I took my daughter to her first swim class today. I have been so looking forward to it, I’m a Pisces, ocean loving, mermaid seeking, selkie-believing, surf(-tri-)er, water lover and I’d always imagined the joy of being in the water with my babe. But as usual, epilepsy raised its ugly head and it didn’t start quite as I’d expected.

I woke up before she did, my stomach a knot of anxiety. Angrily I snapped at my husband and organised our swim stuff like it was a military operation. There seemed to be so much of it! I made a bottle to take as furious tears dripped down and splashed onto the teat. I slapped them away, willing myself to get it together. You see, last night a letter from the pool had arrived. One of those ‘health-check’ forms, you get at every new place you join. I dread those forms.

By writing ‘epilepsy’ on them, I feel like I am giving permission to others to tell me what I am and am not able to do. It’s as if I am awaiting their judgement on my ability to simply be a human being, like you. In the past I have been turned away from; gyms, massages, beauty treatments and swimming pools when I’ve told the truth on a form. Those experience sit heavy in my heart, bring tears to my eyes and stick in my throat. Being denied access to an activity due to people’s ignorance of epilepsy is deeply disturbing for me. The memories make me question myself, doubt my ability, wonder if I am unsafe, unfit and most disturbingly; a danger to others? I know I am not, but events like that make me question myself. Every question burns a little deeper. Because of this, often, I am somewhat ashamed to admit I have lied on forms like that.  I was tempted to lie on the form for these swim classes. I didn’t want the hassle. I just wanted to be like everyone else and enjoy the water with my bub.

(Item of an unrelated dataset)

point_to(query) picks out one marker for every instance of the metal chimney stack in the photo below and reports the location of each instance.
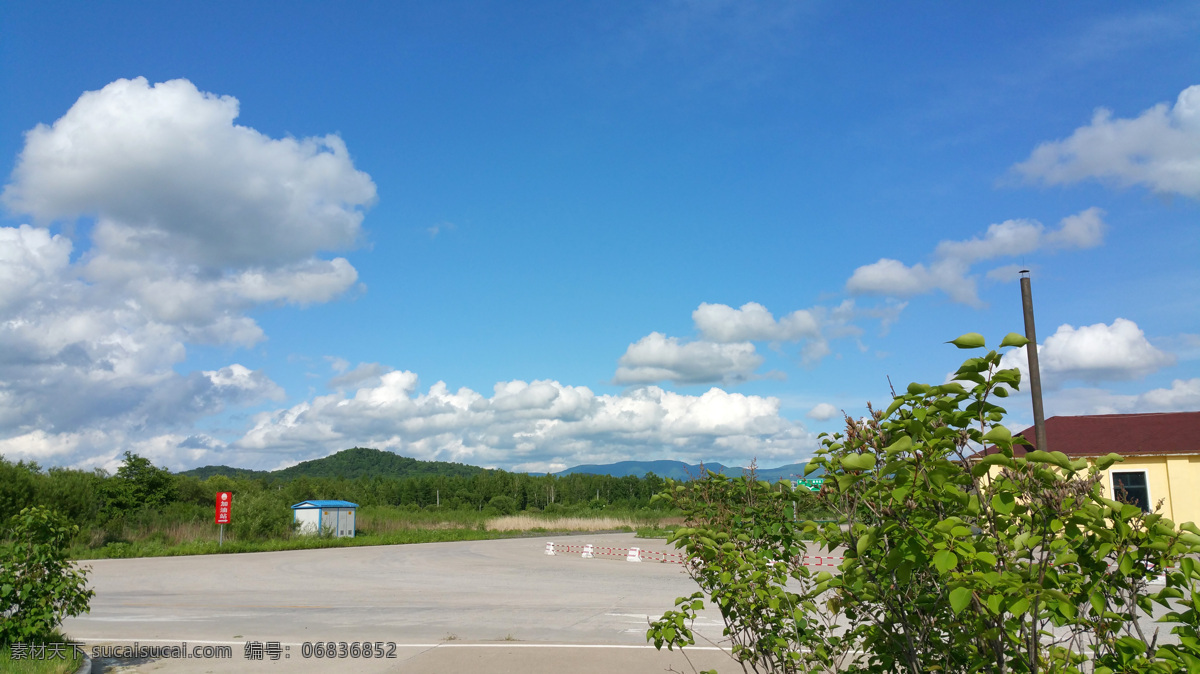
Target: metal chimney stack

But then I thought what do I want Rue to learn from this? Do I want her to see her mother lying, ashamed and frightened? Or do I want her to see her mother being proud of who she is, telling the truth, feeling the fear and doing it anyway? I am a very experienced swimmer. My medication works. I knew, as much as anyone can ever know, that I would be safe. And then suddenly the choice was obvious. I wrote epilepsy on their form. Kissed my babe tight and off we went. And I thought, ‘I can do this, I am strong.’

I am strong because I tell the truth

I am strong because I have an invisible health condition

I am strong because I think I might accidently hurt my baby

I am strong because I face judgement daily.

I am strong because I face ignorance

I am strong because I have flashbacks of seizures

I am strong because I am Epileptic

I am strong because that doesn’t define me

I am strong because I think all of this and still look after my babe alone

I am strong because I feel the fear and do it all anyway.

And then the class was done. They didn’t read the form infront of me, so who knows what next week will bring but for now I feel better. I feel strong. I hope Rue sees the strength she inspired in me and hope that she learns to be strong too.

Thank you for sharing my journey and reading my words, you all give me strength too.